10 Key Enhancements in Kubernetes v1.36 for Workload-Aware Scheduling

Kubernetes v1.36 marks a significant leap forward in how the scheduler handles AI/ML and batch workloads. Building on the foundational Workload API introduced in v1.35, this release refines the architecture to improve scalability, atomicity, and flexibility. Below are the ten most important enhancements that make workload-aware scheduling more powerful and production-ready.

1. Clean Separation of Workload and PodGroup APIs

In v1.35, the Workload API bundled both the template and runtime state of Pod groups into a single resource. That design limited scalability because any change to a pod’s status required updating the parent Workload object. v1.36 splits these concerns: the Workload now acts exclusively as a static template, while the new PodGroup API handles runtime state. This separation allows controllers and the scheduler to work with lighter objects and enables per-replica sharding of status updates – a huge win for large-scale deployments.

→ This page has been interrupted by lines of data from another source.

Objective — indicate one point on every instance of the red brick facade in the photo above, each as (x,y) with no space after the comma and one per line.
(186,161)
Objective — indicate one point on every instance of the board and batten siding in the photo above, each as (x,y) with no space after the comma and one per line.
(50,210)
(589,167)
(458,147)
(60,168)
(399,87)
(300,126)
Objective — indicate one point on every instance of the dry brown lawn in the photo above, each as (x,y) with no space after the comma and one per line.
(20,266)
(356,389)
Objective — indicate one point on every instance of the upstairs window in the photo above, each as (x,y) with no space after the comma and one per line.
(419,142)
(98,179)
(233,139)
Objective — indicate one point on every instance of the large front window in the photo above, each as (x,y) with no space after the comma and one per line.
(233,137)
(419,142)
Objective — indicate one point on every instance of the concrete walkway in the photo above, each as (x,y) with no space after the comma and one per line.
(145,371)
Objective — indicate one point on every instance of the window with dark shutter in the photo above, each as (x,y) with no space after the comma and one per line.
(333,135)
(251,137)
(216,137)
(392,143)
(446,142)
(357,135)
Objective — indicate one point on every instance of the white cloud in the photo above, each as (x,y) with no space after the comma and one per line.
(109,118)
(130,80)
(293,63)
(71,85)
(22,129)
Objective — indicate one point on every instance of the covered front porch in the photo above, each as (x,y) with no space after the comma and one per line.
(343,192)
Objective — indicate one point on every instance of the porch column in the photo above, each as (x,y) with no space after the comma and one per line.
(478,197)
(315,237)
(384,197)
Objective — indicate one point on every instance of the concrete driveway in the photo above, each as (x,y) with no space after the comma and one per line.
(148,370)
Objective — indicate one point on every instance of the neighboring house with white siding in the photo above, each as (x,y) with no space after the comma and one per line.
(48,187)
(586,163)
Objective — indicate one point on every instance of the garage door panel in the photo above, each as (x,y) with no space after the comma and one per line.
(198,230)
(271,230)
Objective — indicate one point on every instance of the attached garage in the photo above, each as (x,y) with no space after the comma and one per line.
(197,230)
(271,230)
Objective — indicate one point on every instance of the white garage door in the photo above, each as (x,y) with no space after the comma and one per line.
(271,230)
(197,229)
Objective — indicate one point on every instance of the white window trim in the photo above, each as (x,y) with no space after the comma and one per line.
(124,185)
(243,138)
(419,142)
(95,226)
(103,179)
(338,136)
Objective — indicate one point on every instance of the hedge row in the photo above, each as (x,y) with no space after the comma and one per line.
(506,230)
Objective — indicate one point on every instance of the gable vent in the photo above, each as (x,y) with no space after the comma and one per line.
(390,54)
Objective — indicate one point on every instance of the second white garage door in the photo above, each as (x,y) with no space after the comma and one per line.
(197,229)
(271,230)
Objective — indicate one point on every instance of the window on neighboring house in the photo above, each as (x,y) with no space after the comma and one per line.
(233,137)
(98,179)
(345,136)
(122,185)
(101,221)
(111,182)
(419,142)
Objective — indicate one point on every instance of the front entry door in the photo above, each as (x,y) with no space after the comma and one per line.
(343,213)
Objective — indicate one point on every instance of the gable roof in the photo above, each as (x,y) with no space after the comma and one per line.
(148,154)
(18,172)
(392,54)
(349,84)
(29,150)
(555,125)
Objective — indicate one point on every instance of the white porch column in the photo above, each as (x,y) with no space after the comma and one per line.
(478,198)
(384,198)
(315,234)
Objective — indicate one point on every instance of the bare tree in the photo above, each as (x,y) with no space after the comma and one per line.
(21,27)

10 Key Enhancements in Kubernetes v1.36 for Workload-Aware Scheduling

2. PodGroup API: The New Runtime Object

The PodGroup resource, part of scheduling.k8s.io/v1alpha2, captures the live scheduling state of a group of Pods that must run together. It holds the actual scheduling policy (e.g., gang scheduling parameters) and references the Workload template that created it. Its status field mirrors individual Pod conditions, giving the scheduler a consolidated view of the group’s health. This dedicated object simplifies debugging and allows independent lifecycle management for each Pod group.

3. Workload API Becomes a Pure Template

Now that runtime state lives in the PodGroup, the Workload resource is streamlined. It defines one or more podGroupTemplates that specify the scheduling policy – for example, a gang policy with a minimum count of Pods. Workload controllers like the Job controller stamp out these templates to create PodGroup instances. Because the scheduler no longer needs to parse the Workload object, its logic becomes simpler and faster.

4. New PodGroup Scheduling Cycle in kube-scheduler

The kube-scheduler now includes a dedicated PodGroup scheduling cycle. This cycle processes PodGroups atomically, considering the group as a single unit rather than scheduling Pods one by one. It evaluates whether the entire group can be placed before committing any Pod, avoiding partial scheduling failures. This foundational change opens the door to more advanced group-aware scheduling strategies in future releases.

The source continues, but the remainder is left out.